A further understanding of the multiple layers of issues affecting the client also will require the interventionist to develop relationships with a variety of treatment programs that address these needs, Kreitzer believes.

“Mine is not a huge, vast treatment network, but I look for who does what well for each client presentation that I see the most,” Kreitzer says.

Mintz says she has taken a similar approach over the years. “The more narrow the network, the more professional the relationships [with treatment centers] can be,” she says. “There is an ethical responsibility to establish profound relationships with treatment centers.”

She also believes that some form of clinical supervision that goes beyond the scope of mentoring is needed for interventionists.

Wide-open field

Yet while a call for standards has grown stronger in some circles, the landscape has remained virtually unchanged in the intervention community in recent years, according to Mintz. That has left many individuals unable to find a sufficient number of cases.

“The market is saturated with people using intervention as a second-income source,” Mintz says. Only a relative handful are able to make a living full-time as interventionists, she says.

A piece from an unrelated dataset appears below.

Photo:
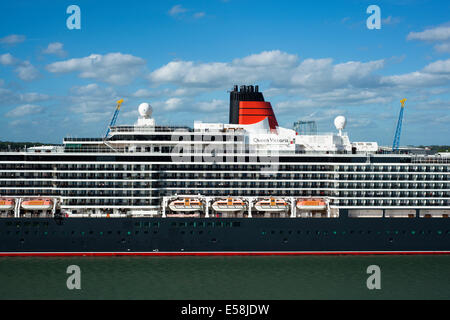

Also complicating the picture is some treatment centers' tendency to hire people to conduct interventions in the fashion of an outreach admissions process, she says.

“It's seen as the ideal second job,” Mintz explains. “The price of an intervention is $1,500 to $8,000, so imagine what you see if you're in a treatment center earning $35,000 as a tech.”

Members of the Association of Intervention Specialists (AIS) who are board registered interventionists have demonstrated receiving some specialized training, but this does not constitute a full-fledged license or credential.

While Mintz says there is a clearer understanding that there are probably too many unqualified people out there calling themselves interventionists, it may be challenging for interventionists to move in the same direction with credentialing that addiction counselors have pursued in recent years.

“There is not a lot of traction on establishing more standardization,” she says. “It's a big job, but a small market.”